Black's last move was Qf1-g2! forcing a Stalemate.

So, this time around I was very determined to fight and win the game. I played 1.e4 and caught him in my opening preparation. He couldn't remember his lines and he went wrong quickly with the move 13..c4?

Black went wrong with 13..c4? How would you punish it?

14.Nd4! secures the advantage

There were massive exchanges and I was a pawn up in the ending after 14.Nd4 Bd7 15.Nf5 Bf5 16.Bf5 Ne4 17.Be4 Bg5 18.Qd6 Qd6 19.Rd6. After few moves we reached another critical moment

Here I found an interesting way to protect f2 with the King manouevre to e1.

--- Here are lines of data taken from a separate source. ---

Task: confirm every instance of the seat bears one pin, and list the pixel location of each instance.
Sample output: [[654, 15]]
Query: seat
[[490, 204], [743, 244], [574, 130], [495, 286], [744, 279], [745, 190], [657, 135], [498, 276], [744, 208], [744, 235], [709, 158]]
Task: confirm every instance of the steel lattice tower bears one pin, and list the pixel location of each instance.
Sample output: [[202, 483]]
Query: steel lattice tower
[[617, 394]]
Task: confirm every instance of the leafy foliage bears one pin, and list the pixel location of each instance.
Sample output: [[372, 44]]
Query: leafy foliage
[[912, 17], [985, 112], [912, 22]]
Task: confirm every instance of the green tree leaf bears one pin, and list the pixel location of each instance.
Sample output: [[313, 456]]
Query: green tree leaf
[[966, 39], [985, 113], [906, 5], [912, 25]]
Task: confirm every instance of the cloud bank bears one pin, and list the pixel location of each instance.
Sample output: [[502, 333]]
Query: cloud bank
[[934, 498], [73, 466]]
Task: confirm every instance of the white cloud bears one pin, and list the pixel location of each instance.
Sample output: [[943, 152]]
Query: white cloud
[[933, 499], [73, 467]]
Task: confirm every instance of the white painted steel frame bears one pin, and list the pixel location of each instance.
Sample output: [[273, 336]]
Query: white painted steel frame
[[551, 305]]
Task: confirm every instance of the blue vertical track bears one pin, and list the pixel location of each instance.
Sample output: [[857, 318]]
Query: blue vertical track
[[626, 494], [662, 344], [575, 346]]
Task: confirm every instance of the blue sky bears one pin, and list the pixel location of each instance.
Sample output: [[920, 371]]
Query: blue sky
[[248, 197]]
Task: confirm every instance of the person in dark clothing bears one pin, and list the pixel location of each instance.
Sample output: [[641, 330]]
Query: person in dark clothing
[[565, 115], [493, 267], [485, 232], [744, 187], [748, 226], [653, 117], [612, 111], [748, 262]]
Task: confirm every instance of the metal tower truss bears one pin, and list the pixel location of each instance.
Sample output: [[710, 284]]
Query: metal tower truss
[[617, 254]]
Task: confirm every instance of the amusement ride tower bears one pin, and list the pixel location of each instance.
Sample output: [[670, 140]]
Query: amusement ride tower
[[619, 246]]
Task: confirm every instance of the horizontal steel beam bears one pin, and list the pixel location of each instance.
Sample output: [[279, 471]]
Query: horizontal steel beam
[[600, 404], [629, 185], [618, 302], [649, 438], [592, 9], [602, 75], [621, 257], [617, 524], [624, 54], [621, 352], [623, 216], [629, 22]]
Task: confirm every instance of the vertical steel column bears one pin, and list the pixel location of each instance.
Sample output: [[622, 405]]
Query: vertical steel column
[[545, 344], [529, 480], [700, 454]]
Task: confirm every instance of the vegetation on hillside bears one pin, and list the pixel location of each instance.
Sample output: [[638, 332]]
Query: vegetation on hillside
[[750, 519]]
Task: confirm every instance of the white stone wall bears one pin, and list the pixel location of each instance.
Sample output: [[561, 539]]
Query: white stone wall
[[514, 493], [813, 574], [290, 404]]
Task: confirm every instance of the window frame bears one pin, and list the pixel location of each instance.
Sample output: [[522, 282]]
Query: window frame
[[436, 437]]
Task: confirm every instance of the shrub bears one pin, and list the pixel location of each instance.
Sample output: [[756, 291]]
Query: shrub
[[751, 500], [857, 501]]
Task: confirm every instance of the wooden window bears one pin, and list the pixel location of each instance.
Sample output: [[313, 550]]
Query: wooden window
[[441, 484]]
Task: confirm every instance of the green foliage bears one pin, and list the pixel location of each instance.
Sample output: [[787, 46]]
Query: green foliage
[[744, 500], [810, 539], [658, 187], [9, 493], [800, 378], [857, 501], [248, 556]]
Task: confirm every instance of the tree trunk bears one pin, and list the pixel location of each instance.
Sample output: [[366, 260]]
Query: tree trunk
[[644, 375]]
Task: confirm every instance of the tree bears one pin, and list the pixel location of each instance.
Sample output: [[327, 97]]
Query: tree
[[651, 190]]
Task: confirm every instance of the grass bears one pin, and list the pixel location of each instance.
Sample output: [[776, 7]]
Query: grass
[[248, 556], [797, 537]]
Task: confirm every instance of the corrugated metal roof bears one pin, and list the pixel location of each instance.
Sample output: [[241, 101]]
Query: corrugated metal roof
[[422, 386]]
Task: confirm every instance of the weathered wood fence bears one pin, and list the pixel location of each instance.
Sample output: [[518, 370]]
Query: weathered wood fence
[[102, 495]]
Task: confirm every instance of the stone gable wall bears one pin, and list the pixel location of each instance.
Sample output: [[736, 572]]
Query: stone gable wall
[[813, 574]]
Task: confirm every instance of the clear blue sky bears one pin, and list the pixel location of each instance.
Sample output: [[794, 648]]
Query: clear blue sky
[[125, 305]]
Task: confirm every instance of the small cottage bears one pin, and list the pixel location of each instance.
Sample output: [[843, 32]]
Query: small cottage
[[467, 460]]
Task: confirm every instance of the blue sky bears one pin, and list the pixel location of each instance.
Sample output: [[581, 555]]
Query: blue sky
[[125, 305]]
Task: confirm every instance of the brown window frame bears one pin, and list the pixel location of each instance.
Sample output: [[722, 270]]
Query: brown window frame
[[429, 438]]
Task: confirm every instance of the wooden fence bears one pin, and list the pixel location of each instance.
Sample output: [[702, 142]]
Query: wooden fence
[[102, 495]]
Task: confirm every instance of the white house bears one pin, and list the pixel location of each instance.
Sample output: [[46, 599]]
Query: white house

I was better and kept increasing pressure and eventually Black's defenses collapsed. You can replay the entire game below.

I drew against GM Richard Rapport in Round 3. It was an uneventful game. Probably he was not in the mood for a big fight as he had lost in the first 2 rounds. In Round 4 I played against GM Shankland Samuel who is the current US champion. I misplayed the opening terribly and was worse since move 12 or so. I kept finding resources and almost equalized, but eventually made one small mistake. To be honest credit must be given to Shankland who was quite resourceful in posing problems. Have a look at this tactical skirmish.

My last move was 21.Qa3-a7!

The game continued 21.Qa7 Rd8 22.Bd4 Rd4 23.Qb8! Qd8 24. Qb7 Rd2 26.Qa7 (to stop Qd4) Qf6. This was the critical moment of the game. Here had I played Qe3, the game would have ended in a draw. But I played Qc7 thinking its a draw nonetheless. And now Sam found a brilliant resource. Can you find it?

Can you find Black's brilliant move?

Here black played 26..h5!! The point is if 26..Qb2 27.h5! Re2 28.Qd8 Kg7 29.h6 is mate. h5 gets rid of all the mating ideas and although black is 3 pawns down, his attack is unbearable. You can replay the entire game below.

In round 5 I made a solid draw with GM Viktor Laznicka and in the next round I play the solid Russian Grandmaster Nikita Vitiugov. Still 4 rounds are remaining and I am looking forward to playing some exciting games in the second half of the event and hopefully find my rhythm again.